I, and every barrister I have spoken to about this, think Holbrook should not have been kicked out for this. Though I note he resigned first. My own set has people who are very much in the minority on their views. They should not be removed for that. Do I think he was making a valid argument about the Equality Act? Yes. Do I agree with him? I don’t know, as I haven’t thought about it enough, nor do I know the law in that area. Do I agree with how he phrased it? No, I think he could have phrased it better. But that is up to him.
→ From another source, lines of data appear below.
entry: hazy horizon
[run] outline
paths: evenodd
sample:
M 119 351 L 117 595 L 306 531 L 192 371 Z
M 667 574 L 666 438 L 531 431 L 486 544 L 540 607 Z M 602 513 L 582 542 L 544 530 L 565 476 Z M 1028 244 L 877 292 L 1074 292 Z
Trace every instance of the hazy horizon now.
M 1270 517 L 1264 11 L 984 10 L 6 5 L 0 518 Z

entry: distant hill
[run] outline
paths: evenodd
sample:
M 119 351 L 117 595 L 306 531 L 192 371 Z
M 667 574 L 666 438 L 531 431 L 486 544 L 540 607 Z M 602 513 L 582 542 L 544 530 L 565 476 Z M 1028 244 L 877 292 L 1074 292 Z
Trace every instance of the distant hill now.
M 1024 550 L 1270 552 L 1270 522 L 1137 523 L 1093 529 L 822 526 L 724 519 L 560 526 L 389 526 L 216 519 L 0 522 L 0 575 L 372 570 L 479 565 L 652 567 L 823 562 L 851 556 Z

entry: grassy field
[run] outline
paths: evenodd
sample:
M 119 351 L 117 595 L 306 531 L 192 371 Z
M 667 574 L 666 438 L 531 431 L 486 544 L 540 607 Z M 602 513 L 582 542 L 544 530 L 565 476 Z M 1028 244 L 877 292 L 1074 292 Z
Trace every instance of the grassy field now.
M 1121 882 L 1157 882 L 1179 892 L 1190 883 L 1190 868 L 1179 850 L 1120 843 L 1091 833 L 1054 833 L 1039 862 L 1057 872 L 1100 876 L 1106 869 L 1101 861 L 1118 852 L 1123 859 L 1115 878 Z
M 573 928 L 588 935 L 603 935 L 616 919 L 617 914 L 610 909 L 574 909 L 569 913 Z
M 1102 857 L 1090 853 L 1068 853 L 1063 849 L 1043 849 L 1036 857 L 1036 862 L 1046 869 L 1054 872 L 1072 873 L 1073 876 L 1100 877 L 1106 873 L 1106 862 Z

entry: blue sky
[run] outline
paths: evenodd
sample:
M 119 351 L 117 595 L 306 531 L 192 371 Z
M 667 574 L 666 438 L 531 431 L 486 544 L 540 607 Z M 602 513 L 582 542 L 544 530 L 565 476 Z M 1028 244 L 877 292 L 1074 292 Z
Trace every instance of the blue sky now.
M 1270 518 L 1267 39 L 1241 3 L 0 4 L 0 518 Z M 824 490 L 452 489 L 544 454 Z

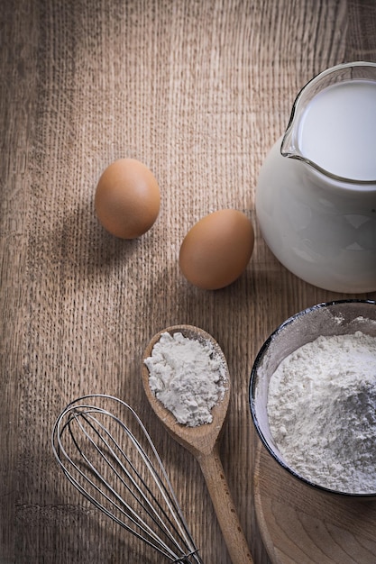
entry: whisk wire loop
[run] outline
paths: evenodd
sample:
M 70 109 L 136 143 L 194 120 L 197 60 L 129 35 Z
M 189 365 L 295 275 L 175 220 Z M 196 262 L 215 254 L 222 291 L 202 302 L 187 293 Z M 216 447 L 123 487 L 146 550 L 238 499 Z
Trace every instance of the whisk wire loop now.
M 95 399 L 122 408 L 134 432 Z M 115 523 L 172 562 L 202 564 L 158 451 L 128 404 L 104 394 L 74 400 L 55 423 L 52 450 L 69 482 Z

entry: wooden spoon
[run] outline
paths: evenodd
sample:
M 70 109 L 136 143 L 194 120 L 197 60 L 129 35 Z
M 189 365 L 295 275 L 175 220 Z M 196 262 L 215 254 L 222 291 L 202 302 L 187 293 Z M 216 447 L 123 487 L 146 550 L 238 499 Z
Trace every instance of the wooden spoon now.
M 220 355 L 225 366 L 227 378 L 225 396 L 212 410 L 212 423 L 197 427 L 188 427 L 179 423 L 172 413 L 166 409 L 155 397 L 149 385 L 149 370 L 145 364 L 142 364 L 142 383 L 152 409 L 167 431 L 197 458 L 200 465 L 233 564 L 252 564 L 248 544 L 239 523 L 219 458 L 218 439 L 224 426 L 230 399 L 230 379 L 225 355 L 213 337 L 202 329 L 191 325 L 174 325 L 154 335 L 145 349 L 143 359 L 151 355 L 154 344 L 166 332 L 171 335 L 179 332 L 188 339 L 197 339 L 200 341 L 209 341 L 213 343 L 216 351 Z

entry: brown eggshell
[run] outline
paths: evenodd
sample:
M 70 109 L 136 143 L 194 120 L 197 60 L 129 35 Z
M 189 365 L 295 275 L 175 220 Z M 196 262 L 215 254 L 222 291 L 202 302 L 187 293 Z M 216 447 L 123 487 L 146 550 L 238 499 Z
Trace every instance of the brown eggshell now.
M 97 218 L 110 233 L 134 239 L 145 233 L 160 212 L 160 192 L 152 172 L 135 159 L 119 159 L 103 172 L 96 186 Z
M 245 269 L 254 245 L 253 227 L 237 210 L 209 214 L 187 233 L 179 266 L 193 285 L 206 290 L 228 286 Z

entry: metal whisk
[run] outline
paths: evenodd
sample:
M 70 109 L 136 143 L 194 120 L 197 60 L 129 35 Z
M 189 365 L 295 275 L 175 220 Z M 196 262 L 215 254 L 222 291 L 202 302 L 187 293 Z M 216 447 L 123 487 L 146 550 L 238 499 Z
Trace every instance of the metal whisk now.
M 52 449 L 105 514 L 167 560 L 203 564 L 155 446 L 127 404 L 103 394 L 74 400 L 55 423 Z

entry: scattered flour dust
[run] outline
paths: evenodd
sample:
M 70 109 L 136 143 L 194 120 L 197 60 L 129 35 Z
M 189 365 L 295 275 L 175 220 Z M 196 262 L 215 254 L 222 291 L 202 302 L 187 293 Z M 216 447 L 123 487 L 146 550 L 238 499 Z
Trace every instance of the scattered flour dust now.
M 320 336 L 271 378 L 271 434 L 298 473 L 324 487 L 376 491 L 376 337 Z
M 154 396 L 188 427 L 210 423 L 212 408 L 224 397 L 226 372 L 210 341 L 163 332 L 145 359 Z

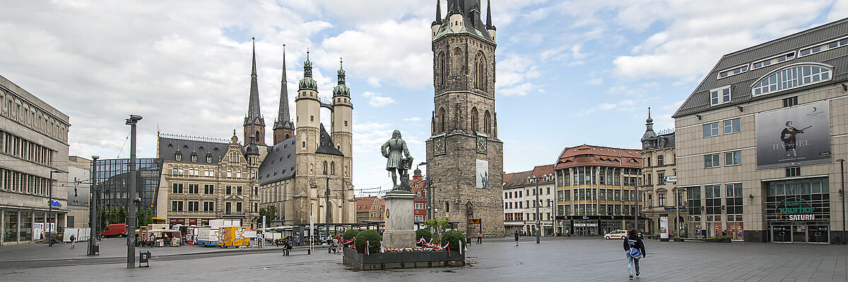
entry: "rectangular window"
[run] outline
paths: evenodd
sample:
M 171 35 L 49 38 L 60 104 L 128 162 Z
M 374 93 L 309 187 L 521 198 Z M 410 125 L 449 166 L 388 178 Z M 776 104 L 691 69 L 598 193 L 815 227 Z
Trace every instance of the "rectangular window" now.
M 704 124 L 704 138 L 718 135 L 718 123 Z
M 724 165 L 737 164 L 742 164 L 742 151 L 734 151 L 724 153 Z
M 722 163 L 719 160 L 719 154 L 704 155 L 704 169 L 717 168 Z
M 724 134 L 731 134 L 741 131 L 739 119 L 728 119 L 724 121 Z
M 790 97 L 788 98 L 784 98 L 784 107 L 792 107 L 798 104 L 798 97 Z

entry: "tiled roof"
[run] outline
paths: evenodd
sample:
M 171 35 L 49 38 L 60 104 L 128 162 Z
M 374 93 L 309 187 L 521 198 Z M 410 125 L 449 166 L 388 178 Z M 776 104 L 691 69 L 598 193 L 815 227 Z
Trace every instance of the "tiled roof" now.
M 679 118 L 688 114 L 698 113 L 711 108 L 732 107 L 752 100 L 758 100 L 784 94 L 786 91 L 773 91 L 771 93 L 751 96 L 751 86 L 760 78 L 773 71 L 783 69 L 790 64 L 799 63 L 823 63 L 834 66 L 832 83 L 848 80 L 848 47 L 839 47 L 799 57 L 801 48 L 825 43 L 834 39 L 848 36 L 848 19 L 840 19 L 827 25 L 814 27 L 793 35 L 767 41 L 760 45 L 745 48 L 722 57 L 718 63 L 707 73 L 706 77 L 692 91 L 686 102 L 680 106 L 672 118 Z M 751 69 L 753 63 L 767 59 L 772 57 L 793 53 L 795 58 L 767 65 L 756 69 Z M 718 79 L 719 72 L 727 69 L 748 66 L 747 71 Z M 730 86 L 730 102 L 710 107 L 710 90 Z M 794 91 L 819 86 L 811 84 L 794 89 Z
M 581 145 L 562 150 L 554 169 L 587 165 L 605 167 L 642 168 L 639 150 Z
M 297 137 L 292 136 L 269 147 L 268 155 L 259 164 L 260 184 L 268 184 L 294 176 Z

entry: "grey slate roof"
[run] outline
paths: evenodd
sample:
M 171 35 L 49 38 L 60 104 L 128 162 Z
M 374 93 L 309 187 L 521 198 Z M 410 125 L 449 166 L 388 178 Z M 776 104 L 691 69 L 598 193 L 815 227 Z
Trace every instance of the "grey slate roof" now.
M 159 138 L 159 156 L 165 162 L 185 163 L 215 163 L 226 154 L 228 143 L 183 140 L 168 137 Z M 181 158 L 176 160 L 176 152 Z M 198 156 L 197 162 L 192 162 L 191 156 Z M 206 163 L 206 156 L 212 157 L 212 163 Z
M 296 136 L 268 147 L 268 155 L 259 164 L 260 184 L 268 184 L 294 176 Z
M 735 106 L 752 100 L 848 80 L 848 47 L 840 47 L 835 49 L 798 58 L 798 51 L 801 48 L 805 48 L 817 43 L 824 43 L 845 36 L 848 36 L 848 19 L 840 19 L 724 55 L 672 117 L 679 118 L 709 110 L 711 108 L 709 99 L 710 90 L 728 85 L 732 86 L 731 102 L 711 107 L 712 108 Z M 795 59 L 773 64 L 756 69 L 750 69 L 750 65 L 755 62 L 790 52 L 795 52 Z M 751 97 L 751 85 L 763 75 L 789 64 L 809 62 L 823 63 L 834 66 L 832 80 L 823 84 L 804 86 L 789 91 L 770 92 L 768 94 L 759 95 L 756 97 Z M 749 66 L 747 72 L 725 77 L 721 80 L 717 79 L 719 72 L 746 64 Z
M 463 19 L 462 28 L 459 32 L 455 33 L 469 33 L 489 42 L 494 43 L 494 40 L 493 40 L 492 36 L 488 34 L 488 30 L 486 30 L 486 24 L 483 23 L 481 16 L 483 14 L 482 12 L 483 11 L 481 11 L 480 8 L 480 0 L 448 0 L 448 14 L 444 19 L 442 19 L 442 25 L 439 26 L 438 31 L 436 32 L 436 36 L 433 37 L 433 40 L 444 36 L 448 34 L 455 34 L 454 30 L 450 29 L 451 22 L 449 19 L 450 19 L 451 14 L 462 14 Z M 487 19 L 487 21 L 488 21 L 488 19 Z
M 330 137 L 330 134 L 326 133 L 326 130 L 324 129 L 324 124 L 321 124 L 321 144 L 318 145 L 318 150 L 315 150 L 315 153 L 344 156 L 341 151 L 336 149 L 336 147 L 332 145 L 333 142 L 332 139 Z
There was, however, one common thread with everyone I spoke to about this. Not one of us is willing to speak up about this on Twitter or other public forum. We don’t want to be next – our mortgages and careers matter too much to us. This has the effect of making the twitter response look like it reflects the consensus opinion of the Bar. It does not. There are, for example, far more Brexit voters at the Bar than you would ever guess from looking at Twitter.

(42)(4)

Shocking Stuff

Good to know.

As a Black pupillage-seeker, I wouldn’t want to work with people who secretly might think me ‘stroppy’ and entitled were I dare to use a piece of legislation passed by a government I voted for to uphold my rights.

(14)(37)

Adam

What about all his tweets about Muslims in the past?

(5)(11)

Non-woke barrister

In short, lots of barristers are awful people. No great revelation there. But it does seem that in recent years certain parts of the profession have been seriously infected with the woke virus, a point also illustrated by the utter tripe that fills every single edition of Counsel magazine (is it possible to have an edition with fewer than five articles about ‘equality and diversity’, each of which could be succinctly summarised as ‘white men bad’?).
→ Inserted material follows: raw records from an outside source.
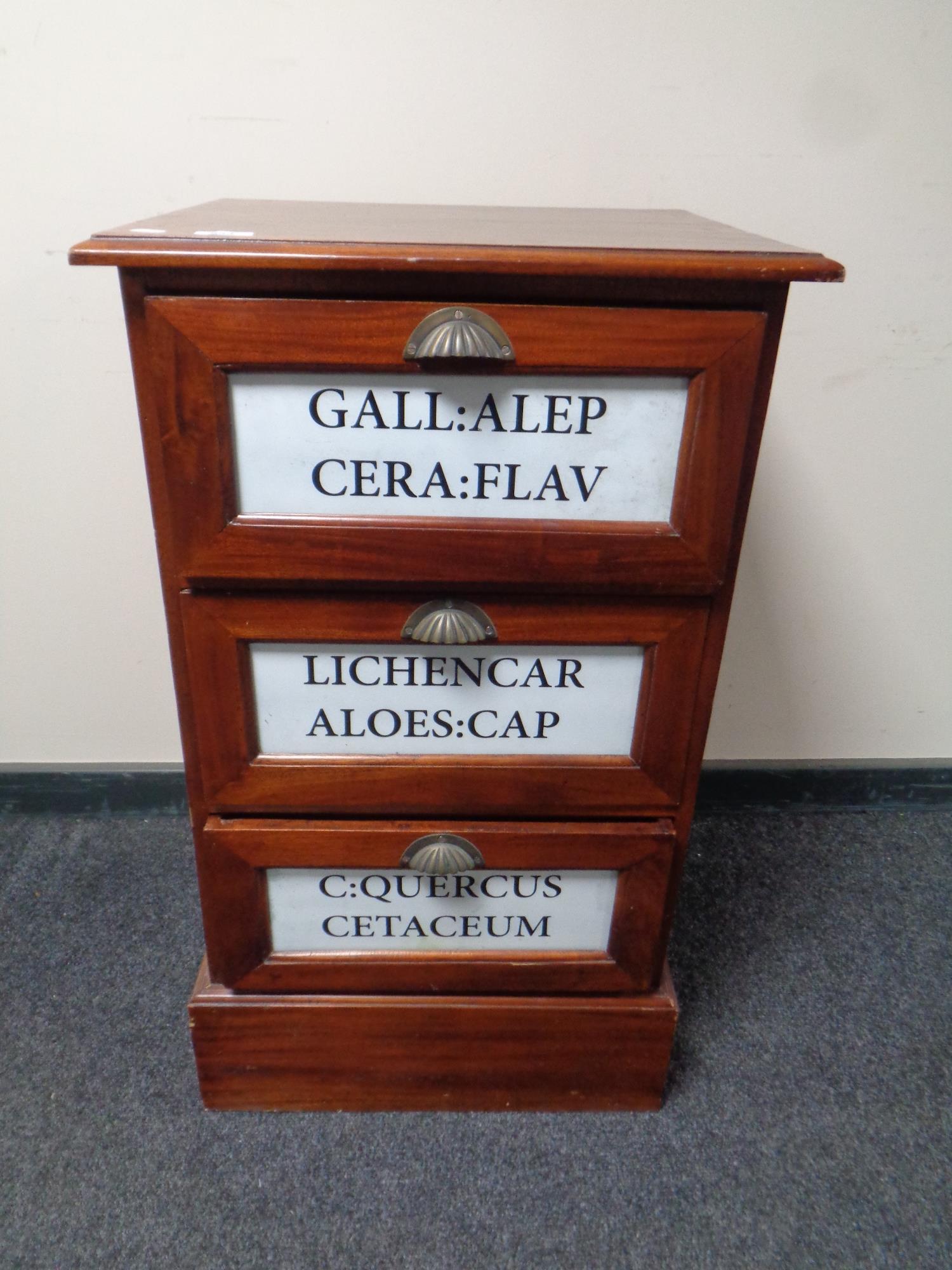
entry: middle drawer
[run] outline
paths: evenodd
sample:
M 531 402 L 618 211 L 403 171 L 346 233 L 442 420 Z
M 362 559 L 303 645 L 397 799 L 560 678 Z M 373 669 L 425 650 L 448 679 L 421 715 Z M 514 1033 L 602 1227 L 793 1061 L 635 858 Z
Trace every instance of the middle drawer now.
M 706 601 L 426 601 L 183 593 L 208 806 L 523 819 L 677 806 Z M 440 631 L 482 641 L 407 638 Z

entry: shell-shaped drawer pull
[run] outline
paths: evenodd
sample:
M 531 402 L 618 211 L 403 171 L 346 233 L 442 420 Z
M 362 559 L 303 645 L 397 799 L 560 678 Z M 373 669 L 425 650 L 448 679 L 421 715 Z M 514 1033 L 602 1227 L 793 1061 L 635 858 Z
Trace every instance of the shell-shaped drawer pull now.
M 411 842 L 400 857 L 401 869 L 439 876 L 482 869 L 485 864 L 468 838 L 461 838 L 458 833 L 425 833 Z
M 479 605 L 433 599 L 420 605 L 404 622 L 404 639 L 418 644 L 481 644 L 496 629 Z
M 489 357 L 514 362 L 513 345 L 489 314 L 451 305 L 428 314 L 406 342 L 404 358 L 419 362 L 429 357 Z

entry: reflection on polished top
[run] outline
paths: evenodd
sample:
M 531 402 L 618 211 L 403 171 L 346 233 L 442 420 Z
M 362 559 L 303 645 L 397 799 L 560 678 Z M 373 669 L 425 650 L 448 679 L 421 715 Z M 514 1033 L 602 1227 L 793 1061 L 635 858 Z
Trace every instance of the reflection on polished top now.
M 104 230 L 74 264 L 506 267 L 626 277 L 839 281 L 816 251 L 673 210 L 452 207 L 222 198 Z

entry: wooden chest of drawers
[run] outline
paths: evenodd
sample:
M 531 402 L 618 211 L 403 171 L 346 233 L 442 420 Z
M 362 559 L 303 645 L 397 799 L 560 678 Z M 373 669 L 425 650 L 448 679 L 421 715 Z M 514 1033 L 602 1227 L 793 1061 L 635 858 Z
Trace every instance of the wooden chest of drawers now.
M 122 278 L 216 1107 L 660 1105 L 787 284 L 678 212 L 221 202 Z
It was also interesting to see the comments from David Burgess of the Legal 500, to the effect that Holbrook was removed from the Legal 500’s rankings last year because of his opinions. While anyone in their right mind knows that the L500’s rankings are a joke (and I say that as someone who is in it), I hadn’t previously realised that being listed was dependent upon adherence to woke ideology, rather than simply legal ability (or, at least, finding some people willing to assert that you have legal ability).

In short, I really do despair of the members of my profession. The main benefit of incidents like this is that the truly vile reveal themselves by joining in the pile-on, and so anyone encountering them in the future knows to treat them with a good deal of caution.

(19)(3)

Anon

The girl wants to wear her hair in the way it naturally grows. 30cm of a white lady’s straight hair is permitted, but 30cm of a black lady’s afro hair is not – it must be softened and straightened so as to look like a white woman’s hair. Being told that an equal length of your natural hair is a disciplinary issue is discriminatory (unless you think afro hair is inherently disorderly). Imagine then the rule “all shall wear afro hair”. How would that work?

For the record, I do not think that this man should have been expelled from his chambers. However, we should discuss how the ‘acceptable’ hairstyle, for women particularly, seems to be envisaged in the image of a white person.